I need help in trying to calculate the number of vertices in the different stages of the Koch flake. I know that in Stage $0$ there are $3$ vertices & in Stage $1$ there are $12$ vertices. I noticed that $3$ new vertices appeared on each edge in the Stage $1$ flake and I think that for every new edge that comes out there will be $3$ more vertices. However, I do not know how to write this in an equation. Any help will be greatly appreciated.

Answer 1

First, note that in every approximation of the von Koch curve, there are exactly as many edges as there are vertices. You can think of the vertices as marks along the closed curve which partition that curve into segments. Every segments needs a "starting" point and an "ending" point (as we traverse the curve counterclockwise, for example), and the ending point of the $k$-th segment serves as the starting point of the $(k+1)$-st segment. Since the curve is a closed loop, the endpoint of the last segment is the starting point of the first segment. Thus there is a one-to-one correspondence between segments and starting points (we can uniquely specify a segment by determining its starting point, or uniquely specify a point by determining the segment which starts at that point). Therefore there are as many edges as vertices in each approximation.

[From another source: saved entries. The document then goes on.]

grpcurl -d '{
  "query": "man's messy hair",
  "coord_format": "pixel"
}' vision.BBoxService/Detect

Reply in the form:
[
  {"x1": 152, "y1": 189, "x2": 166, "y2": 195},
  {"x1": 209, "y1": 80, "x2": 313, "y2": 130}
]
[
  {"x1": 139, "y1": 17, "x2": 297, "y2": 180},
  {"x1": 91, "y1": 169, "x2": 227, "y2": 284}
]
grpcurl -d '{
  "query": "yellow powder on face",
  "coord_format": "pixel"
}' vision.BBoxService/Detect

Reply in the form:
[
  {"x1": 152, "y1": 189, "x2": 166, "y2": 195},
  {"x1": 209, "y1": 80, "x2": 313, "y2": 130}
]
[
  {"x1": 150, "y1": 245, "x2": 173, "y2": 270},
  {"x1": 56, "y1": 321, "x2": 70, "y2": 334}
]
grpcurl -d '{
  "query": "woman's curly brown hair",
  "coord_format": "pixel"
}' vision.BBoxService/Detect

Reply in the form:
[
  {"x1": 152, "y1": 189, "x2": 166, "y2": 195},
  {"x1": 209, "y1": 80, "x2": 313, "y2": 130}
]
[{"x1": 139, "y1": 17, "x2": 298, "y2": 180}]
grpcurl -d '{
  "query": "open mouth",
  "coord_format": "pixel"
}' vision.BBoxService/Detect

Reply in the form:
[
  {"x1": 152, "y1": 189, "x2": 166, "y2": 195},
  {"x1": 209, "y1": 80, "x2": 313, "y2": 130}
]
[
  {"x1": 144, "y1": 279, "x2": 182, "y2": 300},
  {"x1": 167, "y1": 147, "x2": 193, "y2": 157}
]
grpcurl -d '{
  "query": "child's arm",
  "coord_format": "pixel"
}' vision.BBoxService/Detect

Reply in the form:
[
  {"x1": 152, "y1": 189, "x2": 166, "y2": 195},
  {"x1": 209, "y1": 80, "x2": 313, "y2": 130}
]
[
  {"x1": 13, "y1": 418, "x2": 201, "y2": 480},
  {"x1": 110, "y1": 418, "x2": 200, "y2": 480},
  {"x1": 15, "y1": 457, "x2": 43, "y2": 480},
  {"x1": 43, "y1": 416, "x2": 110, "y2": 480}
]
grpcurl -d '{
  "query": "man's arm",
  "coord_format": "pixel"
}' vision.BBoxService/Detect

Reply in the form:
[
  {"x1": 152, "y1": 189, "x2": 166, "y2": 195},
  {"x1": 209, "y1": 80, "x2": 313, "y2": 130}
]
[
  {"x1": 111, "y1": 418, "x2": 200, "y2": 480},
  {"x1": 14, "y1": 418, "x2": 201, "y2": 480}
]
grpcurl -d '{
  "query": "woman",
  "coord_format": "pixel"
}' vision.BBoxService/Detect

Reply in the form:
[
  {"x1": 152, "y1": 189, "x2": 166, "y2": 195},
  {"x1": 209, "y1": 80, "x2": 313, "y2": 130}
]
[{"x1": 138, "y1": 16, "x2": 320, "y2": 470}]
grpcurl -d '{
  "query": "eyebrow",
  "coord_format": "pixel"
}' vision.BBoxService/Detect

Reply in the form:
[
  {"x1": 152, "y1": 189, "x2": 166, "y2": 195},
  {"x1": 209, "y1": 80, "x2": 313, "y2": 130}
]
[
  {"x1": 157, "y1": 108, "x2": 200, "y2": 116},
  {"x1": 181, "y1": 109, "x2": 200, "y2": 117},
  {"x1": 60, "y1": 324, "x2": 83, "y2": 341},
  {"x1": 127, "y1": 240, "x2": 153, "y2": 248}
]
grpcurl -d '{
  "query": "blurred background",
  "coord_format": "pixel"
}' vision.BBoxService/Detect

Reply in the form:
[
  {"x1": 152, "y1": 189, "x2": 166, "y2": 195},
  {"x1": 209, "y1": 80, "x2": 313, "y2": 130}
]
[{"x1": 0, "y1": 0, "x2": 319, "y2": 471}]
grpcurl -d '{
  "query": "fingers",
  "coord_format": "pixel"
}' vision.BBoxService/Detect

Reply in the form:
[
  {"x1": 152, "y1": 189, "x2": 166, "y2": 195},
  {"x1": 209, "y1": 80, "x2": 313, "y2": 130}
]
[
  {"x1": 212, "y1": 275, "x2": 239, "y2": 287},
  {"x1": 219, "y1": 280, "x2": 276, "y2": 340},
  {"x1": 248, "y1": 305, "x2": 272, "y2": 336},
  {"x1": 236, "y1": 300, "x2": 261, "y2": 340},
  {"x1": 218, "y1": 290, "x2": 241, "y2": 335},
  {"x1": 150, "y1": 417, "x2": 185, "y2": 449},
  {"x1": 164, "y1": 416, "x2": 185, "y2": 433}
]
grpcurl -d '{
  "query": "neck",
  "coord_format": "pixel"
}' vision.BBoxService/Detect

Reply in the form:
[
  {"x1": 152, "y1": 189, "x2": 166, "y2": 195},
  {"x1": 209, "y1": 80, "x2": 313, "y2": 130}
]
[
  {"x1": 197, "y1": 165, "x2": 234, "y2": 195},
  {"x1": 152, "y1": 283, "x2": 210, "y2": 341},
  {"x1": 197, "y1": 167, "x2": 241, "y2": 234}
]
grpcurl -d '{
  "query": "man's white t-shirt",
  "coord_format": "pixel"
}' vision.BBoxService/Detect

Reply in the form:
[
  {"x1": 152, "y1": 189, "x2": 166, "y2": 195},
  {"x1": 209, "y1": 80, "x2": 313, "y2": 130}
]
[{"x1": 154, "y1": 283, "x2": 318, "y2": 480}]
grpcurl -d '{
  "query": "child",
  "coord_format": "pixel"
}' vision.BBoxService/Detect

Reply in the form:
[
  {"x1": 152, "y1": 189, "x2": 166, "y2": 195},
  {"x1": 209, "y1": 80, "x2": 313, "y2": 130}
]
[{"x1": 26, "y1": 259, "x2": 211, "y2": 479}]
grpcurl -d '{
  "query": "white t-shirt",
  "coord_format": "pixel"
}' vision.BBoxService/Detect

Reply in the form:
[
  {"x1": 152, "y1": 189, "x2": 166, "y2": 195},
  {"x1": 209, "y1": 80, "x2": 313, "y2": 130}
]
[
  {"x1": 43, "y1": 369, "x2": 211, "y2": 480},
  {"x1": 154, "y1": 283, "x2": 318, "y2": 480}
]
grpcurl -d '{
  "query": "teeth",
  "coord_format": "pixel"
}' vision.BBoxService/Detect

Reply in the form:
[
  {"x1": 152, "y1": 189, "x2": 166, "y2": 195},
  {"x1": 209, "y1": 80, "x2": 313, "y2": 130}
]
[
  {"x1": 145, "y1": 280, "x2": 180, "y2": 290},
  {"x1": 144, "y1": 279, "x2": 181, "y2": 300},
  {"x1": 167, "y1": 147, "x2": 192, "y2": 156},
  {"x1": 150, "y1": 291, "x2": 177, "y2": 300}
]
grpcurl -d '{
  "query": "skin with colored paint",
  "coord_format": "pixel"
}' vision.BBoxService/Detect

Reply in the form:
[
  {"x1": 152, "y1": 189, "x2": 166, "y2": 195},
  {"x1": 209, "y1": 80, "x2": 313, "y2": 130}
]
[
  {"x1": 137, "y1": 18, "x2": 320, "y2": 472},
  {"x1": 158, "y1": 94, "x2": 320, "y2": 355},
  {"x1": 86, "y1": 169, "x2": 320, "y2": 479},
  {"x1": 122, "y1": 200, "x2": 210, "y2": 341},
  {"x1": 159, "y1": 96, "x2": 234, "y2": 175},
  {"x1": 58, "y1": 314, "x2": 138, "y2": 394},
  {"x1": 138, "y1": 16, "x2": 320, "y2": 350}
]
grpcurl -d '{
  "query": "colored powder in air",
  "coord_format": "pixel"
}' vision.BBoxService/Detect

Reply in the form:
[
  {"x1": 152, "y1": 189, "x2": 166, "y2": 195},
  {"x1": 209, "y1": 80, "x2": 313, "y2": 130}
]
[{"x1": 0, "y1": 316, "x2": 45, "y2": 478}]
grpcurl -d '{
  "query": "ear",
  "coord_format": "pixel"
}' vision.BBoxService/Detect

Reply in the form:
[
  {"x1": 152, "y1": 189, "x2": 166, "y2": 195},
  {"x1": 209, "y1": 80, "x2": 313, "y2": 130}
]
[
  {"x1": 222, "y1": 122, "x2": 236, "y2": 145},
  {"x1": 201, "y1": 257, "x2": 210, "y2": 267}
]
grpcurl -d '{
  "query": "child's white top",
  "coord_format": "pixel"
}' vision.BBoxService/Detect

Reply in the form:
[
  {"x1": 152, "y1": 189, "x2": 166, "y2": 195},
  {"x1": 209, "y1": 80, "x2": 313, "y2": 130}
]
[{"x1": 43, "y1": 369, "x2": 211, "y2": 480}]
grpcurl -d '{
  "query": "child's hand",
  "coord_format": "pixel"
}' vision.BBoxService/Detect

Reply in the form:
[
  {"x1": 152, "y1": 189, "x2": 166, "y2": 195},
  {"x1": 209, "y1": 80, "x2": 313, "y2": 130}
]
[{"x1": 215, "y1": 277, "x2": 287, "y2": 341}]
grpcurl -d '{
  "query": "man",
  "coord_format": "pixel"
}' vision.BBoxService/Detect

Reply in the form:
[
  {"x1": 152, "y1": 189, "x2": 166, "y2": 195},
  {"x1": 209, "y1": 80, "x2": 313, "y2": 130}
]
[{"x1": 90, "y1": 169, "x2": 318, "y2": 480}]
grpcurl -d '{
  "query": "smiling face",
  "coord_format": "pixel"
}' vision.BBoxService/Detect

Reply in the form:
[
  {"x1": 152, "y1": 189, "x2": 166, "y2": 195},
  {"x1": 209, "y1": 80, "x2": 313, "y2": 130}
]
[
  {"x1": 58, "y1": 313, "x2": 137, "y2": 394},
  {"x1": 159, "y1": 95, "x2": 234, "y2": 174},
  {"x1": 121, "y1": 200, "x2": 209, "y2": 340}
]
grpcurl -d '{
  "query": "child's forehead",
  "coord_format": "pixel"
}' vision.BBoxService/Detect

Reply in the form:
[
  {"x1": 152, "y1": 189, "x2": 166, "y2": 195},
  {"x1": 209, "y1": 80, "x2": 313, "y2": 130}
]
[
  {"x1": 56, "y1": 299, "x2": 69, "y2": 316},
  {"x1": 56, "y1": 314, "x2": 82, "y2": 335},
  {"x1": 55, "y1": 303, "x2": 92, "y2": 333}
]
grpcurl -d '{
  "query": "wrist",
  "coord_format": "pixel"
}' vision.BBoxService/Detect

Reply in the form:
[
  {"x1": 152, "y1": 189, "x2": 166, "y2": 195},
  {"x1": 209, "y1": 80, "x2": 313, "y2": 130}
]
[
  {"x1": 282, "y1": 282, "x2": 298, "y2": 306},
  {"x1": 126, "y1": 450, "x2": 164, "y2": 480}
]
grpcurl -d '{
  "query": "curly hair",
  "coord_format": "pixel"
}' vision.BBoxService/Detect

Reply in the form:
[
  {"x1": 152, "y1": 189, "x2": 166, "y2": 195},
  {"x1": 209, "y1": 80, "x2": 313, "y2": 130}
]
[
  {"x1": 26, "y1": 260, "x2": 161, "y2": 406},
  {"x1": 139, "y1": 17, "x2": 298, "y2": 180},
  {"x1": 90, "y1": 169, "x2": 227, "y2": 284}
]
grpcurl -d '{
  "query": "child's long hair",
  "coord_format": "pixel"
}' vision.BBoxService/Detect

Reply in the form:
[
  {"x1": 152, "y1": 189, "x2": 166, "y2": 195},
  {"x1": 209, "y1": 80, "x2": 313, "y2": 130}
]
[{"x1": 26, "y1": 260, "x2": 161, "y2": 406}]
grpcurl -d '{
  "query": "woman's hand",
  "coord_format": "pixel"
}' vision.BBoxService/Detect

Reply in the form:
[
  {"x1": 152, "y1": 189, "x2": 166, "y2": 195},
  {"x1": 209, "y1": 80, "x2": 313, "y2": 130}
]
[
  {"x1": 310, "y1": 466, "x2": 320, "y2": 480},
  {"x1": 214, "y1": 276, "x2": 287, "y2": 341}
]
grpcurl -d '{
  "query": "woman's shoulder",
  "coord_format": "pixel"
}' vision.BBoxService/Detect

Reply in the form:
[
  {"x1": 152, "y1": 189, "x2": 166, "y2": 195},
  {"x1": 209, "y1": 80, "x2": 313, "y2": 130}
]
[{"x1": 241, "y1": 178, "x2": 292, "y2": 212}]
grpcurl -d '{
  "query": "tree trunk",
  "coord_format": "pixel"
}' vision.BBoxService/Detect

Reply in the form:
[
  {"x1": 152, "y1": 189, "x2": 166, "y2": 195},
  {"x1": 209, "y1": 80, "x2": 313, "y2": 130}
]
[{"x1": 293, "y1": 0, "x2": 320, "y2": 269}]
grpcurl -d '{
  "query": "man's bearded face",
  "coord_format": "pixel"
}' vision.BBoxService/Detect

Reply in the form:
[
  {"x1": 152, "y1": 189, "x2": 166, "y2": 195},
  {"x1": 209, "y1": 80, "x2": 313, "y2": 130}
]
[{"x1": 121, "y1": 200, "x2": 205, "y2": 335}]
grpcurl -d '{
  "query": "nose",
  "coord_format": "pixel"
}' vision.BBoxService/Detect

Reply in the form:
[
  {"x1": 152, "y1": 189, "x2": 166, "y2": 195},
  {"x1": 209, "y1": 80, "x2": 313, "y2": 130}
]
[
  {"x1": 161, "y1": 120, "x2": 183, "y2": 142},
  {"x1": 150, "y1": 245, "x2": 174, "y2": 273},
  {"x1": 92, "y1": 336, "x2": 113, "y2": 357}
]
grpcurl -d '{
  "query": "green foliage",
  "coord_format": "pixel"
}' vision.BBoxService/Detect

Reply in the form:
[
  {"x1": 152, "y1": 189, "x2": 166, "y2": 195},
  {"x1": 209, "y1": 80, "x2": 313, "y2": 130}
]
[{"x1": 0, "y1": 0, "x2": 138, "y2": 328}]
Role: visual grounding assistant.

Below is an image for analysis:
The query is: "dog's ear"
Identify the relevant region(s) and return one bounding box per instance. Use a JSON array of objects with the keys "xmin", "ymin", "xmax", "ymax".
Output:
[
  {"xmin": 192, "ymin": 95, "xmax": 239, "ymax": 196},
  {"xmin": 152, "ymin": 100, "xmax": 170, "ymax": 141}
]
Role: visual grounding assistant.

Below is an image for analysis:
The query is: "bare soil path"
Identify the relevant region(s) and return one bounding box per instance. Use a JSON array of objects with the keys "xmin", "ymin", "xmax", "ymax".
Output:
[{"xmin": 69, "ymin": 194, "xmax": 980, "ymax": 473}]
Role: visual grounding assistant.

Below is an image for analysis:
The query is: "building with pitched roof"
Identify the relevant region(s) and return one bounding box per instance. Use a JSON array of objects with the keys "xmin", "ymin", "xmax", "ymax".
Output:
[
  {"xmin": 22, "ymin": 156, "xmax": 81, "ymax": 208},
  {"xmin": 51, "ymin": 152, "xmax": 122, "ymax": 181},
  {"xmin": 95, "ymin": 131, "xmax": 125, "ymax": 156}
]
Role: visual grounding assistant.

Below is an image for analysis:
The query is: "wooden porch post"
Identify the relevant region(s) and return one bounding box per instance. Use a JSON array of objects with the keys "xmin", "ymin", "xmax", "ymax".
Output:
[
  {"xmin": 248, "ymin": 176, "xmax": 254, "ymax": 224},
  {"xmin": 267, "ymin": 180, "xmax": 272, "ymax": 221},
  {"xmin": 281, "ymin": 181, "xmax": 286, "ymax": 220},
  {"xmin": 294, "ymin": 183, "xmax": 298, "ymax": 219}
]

(The above is a little hand-wavy and is meant to be informal, but it can be made rigorous if we require. Note also that this argument implies that if we have any any closed curve made up of segments, then the number of segments and the number of vertices will be the same—in this sense, there is nothing special about approximations to the snowflake.)

To pass from the $n$-th approximation of the von Koch snowflake to the $(n+1)$-st, we replace every edge with four edges. Hence the number of edges in the $(n+1)$-st approximation is four times the number of edges in the $n$-th approximation. If we let $E_n$ denote the number of edges in the $n$-th approximation, this means that $$ E_{n+1} = 4 E_{n}. $$ Using the fact that the number of edges and vertices are the same, this implies that $$ V_{n+1} = 4 V_{n}, $$ where $V_n$ denotes the number of vertices in the $n$-th approximation of the von Koch curve.

This actually allows us to determine the number of vertices by recursion: since the $0$-th approximation of the von Koch snowflake is an equilateral triangle, it has three vertices and three edges. Hence $V_0 = 3$. Thus we have \begin{align} V_0 &= 3 \\ V_{n+1} &= 4 V_n. \end{align} We can then show by induction (if nothing else) that $$ \boxed{V_n = 3\cdot 4^n,} $$ which gives a closed-form expression for the number of vertices in the $n$-th approximation of the von Koch snowflake.